"Imagine every day to be the last of a life surrounded with hopes, cares, anger, and fear. The hours that come unexpectedly will be so much more the grateful." ~Horace

Monday, May 3, 2010

Life plan

So I have a new plan that I hope will help me get my life back together and help me make some real decisions. I just need to put it into action and once I do I have a feeling things will get better. I don't hate my life or something but I have no idea what I'm doing with it and I just feel like I'm not living it to its fullest. My first step is to find me a job! And I have a job intereview coming up soon that will hopefully help me do just that! The next is to get rid of things that I don't need, starting with cleaning out my room! That thing has become a bottomless pit for junk and it needs to be taken care of. My next step is to start watching what I'm eating; although I am comfortable with myself and my body, I need to get healthier, start taking some Vitamin D and Acai and getting all the daily nutrients I need. My next step is to join a gym and exercise at least one hour daily, that will help me lose weight as well as feel better and more energized.

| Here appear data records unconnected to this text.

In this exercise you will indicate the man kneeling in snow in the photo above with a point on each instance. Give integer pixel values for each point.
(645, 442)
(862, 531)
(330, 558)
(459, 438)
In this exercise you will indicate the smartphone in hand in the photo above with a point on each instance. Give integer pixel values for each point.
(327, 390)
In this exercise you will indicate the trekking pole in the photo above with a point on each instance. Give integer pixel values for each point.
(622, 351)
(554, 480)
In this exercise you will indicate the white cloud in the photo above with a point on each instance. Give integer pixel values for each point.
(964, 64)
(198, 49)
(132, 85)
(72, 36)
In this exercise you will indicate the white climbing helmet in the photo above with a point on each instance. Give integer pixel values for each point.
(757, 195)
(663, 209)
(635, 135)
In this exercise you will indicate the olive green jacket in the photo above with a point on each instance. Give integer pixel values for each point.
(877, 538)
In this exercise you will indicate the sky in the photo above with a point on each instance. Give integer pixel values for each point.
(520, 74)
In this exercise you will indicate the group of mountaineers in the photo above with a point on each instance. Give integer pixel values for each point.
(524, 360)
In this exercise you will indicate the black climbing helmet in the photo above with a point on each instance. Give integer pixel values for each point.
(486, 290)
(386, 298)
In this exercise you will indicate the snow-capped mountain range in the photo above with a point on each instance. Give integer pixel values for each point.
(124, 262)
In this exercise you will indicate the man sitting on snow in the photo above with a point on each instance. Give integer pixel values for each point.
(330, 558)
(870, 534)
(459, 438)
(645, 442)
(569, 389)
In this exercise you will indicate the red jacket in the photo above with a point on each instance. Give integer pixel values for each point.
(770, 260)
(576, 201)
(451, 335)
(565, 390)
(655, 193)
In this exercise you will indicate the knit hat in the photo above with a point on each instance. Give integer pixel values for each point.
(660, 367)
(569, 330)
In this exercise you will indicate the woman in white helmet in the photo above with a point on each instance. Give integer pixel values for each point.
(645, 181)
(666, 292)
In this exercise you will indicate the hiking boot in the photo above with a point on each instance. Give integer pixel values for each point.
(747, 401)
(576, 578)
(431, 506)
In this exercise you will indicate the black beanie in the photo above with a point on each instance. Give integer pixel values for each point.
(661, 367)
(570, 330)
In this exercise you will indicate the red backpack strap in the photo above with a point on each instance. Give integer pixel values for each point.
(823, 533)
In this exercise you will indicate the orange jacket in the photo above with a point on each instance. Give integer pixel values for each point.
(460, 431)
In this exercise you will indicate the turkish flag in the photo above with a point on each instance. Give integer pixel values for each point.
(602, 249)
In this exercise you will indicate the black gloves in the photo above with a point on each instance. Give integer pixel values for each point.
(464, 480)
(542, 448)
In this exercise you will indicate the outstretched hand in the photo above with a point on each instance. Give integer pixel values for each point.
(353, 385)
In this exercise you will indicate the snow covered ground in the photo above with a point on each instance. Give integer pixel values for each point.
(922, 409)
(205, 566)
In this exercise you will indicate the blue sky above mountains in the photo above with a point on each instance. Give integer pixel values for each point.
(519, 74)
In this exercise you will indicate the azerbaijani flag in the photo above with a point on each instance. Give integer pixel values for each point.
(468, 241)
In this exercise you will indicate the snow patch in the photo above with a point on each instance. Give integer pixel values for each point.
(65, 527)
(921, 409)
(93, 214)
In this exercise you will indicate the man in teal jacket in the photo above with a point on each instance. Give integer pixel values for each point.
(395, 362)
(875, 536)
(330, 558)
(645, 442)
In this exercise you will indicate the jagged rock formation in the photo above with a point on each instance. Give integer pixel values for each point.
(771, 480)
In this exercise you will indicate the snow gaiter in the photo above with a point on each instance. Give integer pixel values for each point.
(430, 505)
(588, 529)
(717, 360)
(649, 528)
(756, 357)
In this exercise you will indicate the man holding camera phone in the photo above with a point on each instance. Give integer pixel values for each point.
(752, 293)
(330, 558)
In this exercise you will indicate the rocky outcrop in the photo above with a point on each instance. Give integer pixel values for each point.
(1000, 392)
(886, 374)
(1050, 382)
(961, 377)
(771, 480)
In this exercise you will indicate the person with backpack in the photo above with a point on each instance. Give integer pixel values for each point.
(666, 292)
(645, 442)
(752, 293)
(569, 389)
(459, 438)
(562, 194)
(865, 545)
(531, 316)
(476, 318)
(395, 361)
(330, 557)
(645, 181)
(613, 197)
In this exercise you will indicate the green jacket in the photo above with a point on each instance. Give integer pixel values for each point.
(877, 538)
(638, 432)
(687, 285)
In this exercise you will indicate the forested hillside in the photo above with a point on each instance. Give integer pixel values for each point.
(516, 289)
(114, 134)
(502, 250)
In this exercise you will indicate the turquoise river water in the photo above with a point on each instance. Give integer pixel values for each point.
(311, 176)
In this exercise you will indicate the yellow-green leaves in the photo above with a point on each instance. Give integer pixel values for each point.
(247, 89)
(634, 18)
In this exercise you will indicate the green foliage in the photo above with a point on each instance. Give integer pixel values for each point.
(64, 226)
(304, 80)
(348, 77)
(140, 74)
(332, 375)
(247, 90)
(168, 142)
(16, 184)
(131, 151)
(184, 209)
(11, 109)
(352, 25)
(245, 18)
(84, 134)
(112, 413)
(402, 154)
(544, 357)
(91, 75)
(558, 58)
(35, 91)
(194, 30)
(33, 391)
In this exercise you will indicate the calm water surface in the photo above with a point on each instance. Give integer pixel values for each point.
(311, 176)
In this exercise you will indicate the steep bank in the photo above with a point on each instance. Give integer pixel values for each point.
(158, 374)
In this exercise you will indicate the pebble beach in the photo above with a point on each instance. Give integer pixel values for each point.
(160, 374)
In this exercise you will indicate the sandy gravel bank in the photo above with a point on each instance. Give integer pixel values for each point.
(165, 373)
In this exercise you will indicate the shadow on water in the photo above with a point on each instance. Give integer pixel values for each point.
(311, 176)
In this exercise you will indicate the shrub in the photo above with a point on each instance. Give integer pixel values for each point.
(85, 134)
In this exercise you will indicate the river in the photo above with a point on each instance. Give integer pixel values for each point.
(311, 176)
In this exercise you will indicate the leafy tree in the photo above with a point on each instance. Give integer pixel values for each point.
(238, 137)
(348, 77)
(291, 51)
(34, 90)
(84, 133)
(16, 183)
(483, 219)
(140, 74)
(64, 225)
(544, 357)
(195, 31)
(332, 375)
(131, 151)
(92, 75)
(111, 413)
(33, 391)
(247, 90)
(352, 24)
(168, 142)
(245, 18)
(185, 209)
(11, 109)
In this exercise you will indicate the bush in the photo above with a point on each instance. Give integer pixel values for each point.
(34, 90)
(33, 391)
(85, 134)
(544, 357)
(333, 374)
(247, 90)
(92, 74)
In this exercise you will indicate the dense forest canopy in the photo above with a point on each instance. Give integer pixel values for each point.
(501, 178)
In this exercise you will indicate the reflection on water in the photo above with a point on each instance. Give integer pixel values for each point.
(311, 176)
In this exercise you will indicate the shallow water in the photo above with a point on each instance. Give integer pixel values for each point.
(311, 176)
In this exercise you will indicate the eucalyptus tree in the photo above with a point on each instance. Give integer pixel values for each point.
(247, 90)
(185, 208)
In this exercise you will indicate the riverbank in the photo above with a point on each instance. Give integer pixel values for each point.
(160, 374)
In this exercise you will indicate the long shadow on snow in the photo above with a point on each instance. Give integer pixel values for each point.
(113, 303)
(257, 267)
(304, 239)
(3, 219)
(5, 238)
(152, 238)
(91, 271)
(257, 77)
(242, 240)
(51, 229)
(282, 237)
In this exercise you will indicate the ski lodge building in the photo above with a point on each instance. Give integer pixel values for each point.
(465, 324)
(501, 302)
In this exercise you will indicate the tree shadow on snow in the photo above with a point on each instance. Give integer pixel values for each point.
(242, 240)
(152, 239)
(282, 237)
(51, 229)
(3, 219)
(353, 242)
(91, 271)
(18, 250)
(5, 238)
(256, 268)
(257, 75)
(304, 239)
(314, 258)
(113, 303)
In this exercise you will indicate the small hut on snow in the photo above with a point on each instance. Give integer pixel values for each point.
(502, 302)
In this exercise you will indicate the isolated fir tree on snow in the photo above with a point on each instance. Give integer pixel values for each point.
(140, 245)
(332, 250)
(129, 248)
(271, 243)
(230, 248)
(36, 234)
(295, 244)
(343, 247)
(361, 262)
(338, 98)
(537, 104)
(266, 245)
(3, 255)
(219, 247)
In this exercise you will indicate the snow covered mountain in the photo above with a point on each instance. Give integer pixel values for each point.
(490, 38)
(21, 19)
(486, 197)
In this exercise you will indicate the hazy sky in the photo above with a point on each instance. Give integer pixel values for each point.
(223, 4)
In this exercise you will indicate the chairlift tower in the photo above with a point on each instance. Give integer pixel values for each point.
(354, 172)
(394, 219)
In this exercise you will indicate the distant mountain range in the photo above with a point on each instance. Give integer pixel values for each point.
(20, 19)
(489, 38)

The next step is to get more into my hobbies, start taking more pictures of just different things so that I can strengthen my skills. Learning new things would also be a step, I already like to sew, maybe get myself into knitting and things like that, plus classifly all my rocks and minerals and get them organized. I just need to get myself and my life more organized. This rolling with the punches and not living thing is getting old and I need to start doing something about it. I'm tired of just being comfortable with how my life is, I need to jump into things and get everything going. Anyway there will be more steps, especially as I start into things but I want to be the best I can be and I'm never going to be that with the way I am now.